Von den Beats waren die beiden wichtigsten Figuren Ginsberg und Kerouac. Ginsbergs Gedicht "Howl" war ein beißender Kommentar zu den Werten des Nachkriegsamerikas. Er beschrieb, wie er "die besten Köpfe seiner Generation durch Wahnsinn zerstört sah und hysterisch nackt verhungerte ..." Das Gedicht wurde bald zu einem Meilenstein in der Welt der Nachkriegspoesie und -literatur. Kerouacs Roman von 1957 On the Road (siehe Eintrag unter 1950er Jahre - Print Culture in Band 3) zeichnete die Abenteuer von Kerouac, seinem Freund Neal Cassady (1926? –1968), Ginsberg, Burroughs und anderen auf. Der Roman zeichnete ein lebendiges Bild des Beat-Lebens, als die vage fiktionalisierten Charaktere auf ihrer Reise durch Amerika nach "echten" Erfahrungen suchten. On the Road erwies sich auf seine Weise als äußerst einflussreich und trug dazu bei, die Beat-Werte einem breiten und größtenteils jungen Publikum zugänglich zu machen. Weitere wichtige frühe Werke der Beat-Bewegung waren Holmes 'Roman Go (1952) und Burroughs ' Naked Lunch (1959).

Diese kleine Gruppe bildete den Kern der Beat-Bewegung. Die Begriffe "Beat" und "Beatnik" gingen bald über sie hinaus in den Mainstream und zogen eine beliebte Anhängerschaft unter unzufriedenen Jugendlichen an. Einige dieser Leute folgten ihrer eigenen Version des Beat-Lebensstils, ohne jedoch Gedichte, Romane und andere kreative Ausdrucksformen zu produzieren. Als der Begriff jedoch den Mainstream erreichte, zog er noch mehr Menschen an, die wenig über die echten Beats wussten, aber so aussehen wollten. Viele nahmen eine stereotype Version von Beat-Modestilen, sportlichen Sandalen, schwarzen Rollkragenpullovern, schwarzen Baskenmützen und Spitzbartbärten an. Diese Stereotypen fanden ihren Weg in die Populärkultur, insbesondere in der Fernsehen (siehe Eintrag unter 1940er Jahre - TV und Radio in Band 2) Version der Die vielen Lieben von Dobie Gillis (siehe Eintrag unter 1950er Jahre - Fernsehen und Radio in Band 3) Geschichten, The Many Loves of Dobie Gillis (1959–63). Darin spielte der Schauspieler Bob Denver (1935–) Beatnik Maynard G. Krebs. Als kulturelles Phänomen war die Beat-Bewegung von kurzer Dauer. Als literarische Bewegung erwies sie sich als sehr einflussreich, da Kerouac eine Reihe von Romanen schrieb und Ginsberg sich als bedeutender amerikanischer Dichter in der Tradition von Walt Whitman (1819–1892) etablierte.

- Timothy Berg

Für mehr Informationen

Charters, Ann, ed. Der tragbare Beat Reader. New York: Viking, 1992.

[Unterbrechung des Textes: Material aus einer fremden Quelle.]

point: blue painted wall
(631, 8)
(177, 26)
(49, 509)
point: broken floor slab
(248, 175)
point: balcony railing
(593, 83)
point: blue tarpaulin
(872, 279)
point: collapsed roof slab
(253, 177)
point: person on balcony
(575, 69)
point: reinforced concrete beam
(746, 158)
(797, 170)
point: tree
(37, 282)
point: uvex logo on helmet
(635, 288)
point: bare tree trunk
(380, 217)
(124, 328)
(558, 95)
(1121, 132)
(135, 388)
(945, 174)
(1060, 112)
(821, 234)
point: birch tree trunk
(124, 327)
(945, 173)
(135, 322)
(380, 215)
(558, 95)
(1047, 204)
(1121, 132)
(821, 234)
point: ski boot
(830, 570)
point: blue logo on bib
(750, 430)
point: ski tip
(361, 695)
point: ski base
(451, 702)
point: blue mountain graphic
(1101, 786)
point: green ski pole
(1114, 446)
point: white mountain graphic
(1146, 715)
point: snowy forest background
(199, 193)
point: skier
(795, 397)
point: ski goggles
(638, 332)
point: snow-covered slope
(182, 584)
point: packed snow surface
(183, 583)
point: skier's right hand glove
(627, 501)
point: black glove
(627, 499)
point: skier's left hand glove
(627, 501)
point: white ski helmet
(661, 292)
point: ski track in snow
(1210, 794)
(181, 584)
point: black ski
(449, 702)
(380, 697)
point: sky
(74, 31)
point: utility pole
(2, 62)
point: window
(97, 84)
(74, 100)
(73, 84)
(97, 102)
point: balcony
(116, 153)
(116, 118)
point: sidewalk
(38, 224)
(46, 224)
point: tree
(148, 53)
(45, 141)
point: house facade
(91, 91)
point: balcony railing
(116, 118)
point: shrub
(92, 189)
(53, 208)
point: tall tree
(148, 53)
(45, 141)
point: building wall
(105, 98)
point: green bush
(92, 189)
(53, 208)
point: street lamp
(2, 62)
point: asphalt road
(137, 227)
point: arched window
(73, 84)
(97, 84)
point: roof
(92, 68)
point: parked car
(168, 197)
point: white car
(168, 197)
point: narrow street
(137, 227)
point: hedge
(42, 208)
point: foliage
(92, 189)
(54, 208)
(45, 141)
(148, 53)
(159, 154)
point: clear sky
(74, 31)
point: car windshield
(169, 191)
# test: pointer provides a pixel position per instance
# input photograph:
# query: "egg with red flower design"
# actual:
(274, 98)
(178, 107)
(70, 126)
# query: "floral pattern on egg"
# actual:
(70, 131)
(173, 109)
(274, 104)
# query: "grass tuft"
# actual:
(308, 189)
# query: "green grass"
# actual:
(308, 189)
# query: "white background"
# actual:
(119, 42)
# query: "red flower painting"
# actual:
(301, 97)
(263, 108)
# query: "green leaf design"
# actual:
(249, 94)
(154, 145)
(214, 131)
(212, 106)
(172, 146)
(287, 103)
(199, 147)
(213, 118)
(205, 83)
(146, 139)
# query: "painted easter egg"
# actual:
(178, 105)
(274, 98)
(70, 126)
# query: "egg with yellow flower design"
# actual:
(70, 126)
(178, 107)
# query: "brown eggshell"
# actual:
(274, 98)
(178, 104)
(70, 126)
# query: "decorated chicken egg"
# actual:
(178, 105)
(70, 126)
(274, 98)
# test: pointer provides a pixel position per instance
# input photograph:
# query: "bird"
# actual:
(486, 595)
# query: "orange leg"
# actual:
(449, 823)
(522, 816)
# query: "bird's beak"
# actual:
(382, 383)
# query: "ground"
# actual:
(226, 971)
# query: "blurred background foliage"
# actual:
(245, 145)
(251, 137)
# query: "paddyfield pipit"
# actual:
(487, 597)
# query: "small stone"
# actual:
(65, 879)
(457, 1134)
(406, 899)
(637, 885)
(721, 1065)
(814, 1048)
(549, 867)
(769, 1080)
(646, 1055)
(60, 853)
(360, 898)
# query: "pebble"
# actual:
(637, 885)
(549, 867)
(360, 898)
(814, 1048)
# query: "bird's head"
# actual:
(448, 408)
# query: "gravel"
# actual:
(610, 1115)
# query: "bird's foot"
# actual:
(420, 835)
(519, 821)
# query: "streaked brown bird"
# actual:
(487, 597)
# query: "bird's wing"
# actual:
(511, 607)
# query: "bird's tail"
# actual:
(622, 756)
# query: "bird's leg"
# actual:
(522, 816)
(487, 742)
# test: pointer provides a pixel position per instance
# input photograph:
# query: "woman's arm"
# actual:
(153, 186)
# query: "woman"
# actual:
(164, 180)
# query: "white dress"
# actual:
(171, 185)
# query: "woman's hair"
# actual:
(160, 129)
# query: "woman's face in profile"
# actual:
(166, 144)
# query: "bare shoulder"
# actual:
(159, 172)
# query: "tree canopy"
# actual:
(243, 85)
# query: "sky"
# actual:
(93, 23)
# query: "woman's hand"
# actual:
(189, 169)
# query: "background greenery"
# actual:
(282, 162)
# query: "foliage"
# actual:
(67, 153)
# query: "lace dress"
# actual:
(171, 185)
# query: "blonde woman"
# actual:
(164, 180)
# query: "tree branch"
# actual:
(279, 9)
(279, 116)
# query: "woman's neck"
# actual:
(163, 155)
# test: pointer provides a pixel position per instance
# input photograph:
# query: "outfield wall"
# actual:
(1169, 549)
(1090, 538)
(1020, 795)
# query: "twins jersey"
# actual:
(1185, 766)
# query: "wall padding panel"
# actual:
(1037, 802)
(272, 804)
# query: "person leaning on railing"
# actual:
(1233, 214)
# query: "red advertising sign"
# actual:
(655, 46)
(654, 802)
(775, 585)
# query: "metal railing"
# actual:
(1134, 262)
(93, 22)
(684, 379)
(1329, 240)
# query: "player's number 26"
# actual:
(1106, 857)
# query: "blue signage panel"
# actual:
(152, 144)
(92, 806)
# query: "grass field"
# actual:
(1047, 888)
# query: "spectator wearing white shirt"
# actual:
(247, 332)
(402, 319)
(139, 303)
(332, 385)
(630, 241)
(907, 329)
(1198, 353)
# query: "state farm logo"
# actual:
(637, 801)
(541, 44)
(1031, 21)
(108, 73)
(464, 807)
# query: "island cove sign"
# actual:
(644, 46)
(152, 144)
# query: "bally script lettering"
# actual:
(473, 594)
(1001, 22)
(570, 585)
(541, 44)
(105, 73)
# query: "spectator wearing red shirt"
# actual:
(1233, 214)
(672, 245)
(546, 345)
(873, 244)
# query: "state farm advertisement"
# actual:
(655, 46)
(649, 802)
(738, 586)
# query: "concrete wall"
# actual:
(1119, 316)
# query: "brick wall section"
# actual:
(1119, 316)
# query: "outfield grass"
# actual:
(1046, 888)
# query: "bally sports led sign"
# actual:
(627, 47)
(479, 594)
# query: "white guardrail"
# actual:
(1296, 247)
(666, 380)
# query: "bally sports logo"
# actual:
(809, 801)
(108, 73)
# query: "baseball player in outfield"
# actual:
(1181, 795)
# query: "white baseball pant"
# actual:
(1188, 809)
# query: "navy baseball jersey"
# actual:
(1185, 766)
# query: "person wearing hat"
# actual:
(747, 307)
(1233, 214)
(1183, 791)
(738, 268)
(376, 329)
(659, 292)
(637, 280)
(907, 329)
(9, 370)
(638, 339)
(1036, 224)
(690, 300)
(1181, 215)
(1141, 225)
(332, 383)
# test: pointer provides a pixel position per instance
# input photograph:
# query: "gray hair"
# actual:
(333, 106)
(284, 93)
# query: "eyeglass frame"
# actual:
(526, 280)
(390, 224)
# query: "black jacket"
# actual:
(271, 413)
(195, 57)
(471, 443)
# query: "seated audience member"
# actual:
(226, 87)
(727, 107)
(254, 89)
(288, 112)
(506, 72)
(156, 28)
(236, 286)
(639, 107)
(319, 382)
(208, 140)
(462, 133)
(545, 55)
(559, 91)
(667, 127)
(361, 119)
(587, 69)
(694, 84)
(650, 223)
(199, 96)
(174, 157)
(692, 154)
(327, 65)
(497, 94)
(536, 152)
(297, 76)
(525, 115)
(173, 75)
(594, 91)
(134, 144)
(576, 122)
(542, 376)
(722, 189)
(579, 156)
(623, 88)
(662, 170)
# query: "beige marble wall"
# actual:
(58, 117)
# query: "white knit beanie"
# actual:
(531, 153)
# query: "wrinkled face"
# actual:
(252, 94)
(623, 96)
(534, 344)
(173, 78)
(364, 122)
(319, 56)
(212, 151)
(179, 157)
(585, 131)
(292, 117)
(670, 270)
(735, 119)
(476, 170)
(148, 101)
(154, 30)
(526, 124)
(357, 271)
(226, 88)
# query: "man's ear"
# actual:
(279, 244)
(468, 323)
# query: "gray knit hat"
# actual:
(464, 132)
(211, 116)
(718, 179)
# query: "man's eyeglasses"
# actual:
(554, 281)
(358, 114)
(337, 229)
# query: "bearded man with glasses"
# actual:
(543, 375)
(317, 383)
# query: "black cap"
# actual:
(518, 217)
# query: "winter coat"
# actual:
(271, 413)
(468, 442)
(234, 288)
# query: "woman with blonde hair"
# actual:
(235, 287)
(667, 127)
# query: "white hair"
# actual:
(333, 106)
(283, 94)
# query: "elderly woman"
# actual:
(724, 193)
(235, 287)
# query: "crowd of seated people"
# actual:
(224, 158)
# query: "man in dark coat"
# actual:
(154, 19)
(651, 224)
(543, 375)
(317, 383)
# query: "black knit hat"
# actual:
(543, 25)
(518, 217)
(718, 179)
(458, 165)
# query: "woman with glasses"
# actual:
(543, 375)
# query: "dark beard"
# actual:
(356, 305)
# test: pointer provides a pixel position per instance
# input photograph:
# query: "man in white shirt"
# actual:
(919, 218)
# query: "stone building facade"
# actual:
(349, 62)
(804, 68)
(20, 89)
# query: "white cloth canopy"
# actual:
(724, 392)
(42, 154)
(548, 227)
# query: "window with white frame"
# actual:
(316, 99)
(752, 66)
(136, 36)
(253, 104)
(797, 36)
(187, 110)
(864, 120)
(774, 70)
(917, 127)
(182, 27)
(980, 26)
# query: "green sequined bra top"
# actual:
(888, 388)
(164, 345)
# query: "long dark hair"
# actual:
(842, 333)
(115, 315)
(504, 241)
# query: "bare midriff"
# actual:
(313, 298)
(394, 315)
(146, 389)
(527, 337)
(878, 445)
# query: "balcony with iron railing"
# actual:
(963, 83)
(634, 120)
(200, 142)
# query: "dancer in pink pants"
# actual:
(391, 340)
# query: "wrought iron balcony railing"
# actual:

Foster, Edward Halsey. Die Beats verstehen. Columbia: Universität von South Carolina, 1992.

Ginsberg, Allen. Heulen und andere Gedichte. San Francisco: City Lights Books, 1956.

Kerouac, Jack. Unterwegs. New York: Viking, 1957.

Watson, Steven. Die Geburt der Beat-Generation: Visionäre, Rebellen und Hipster. New York: Pantheon, 1995.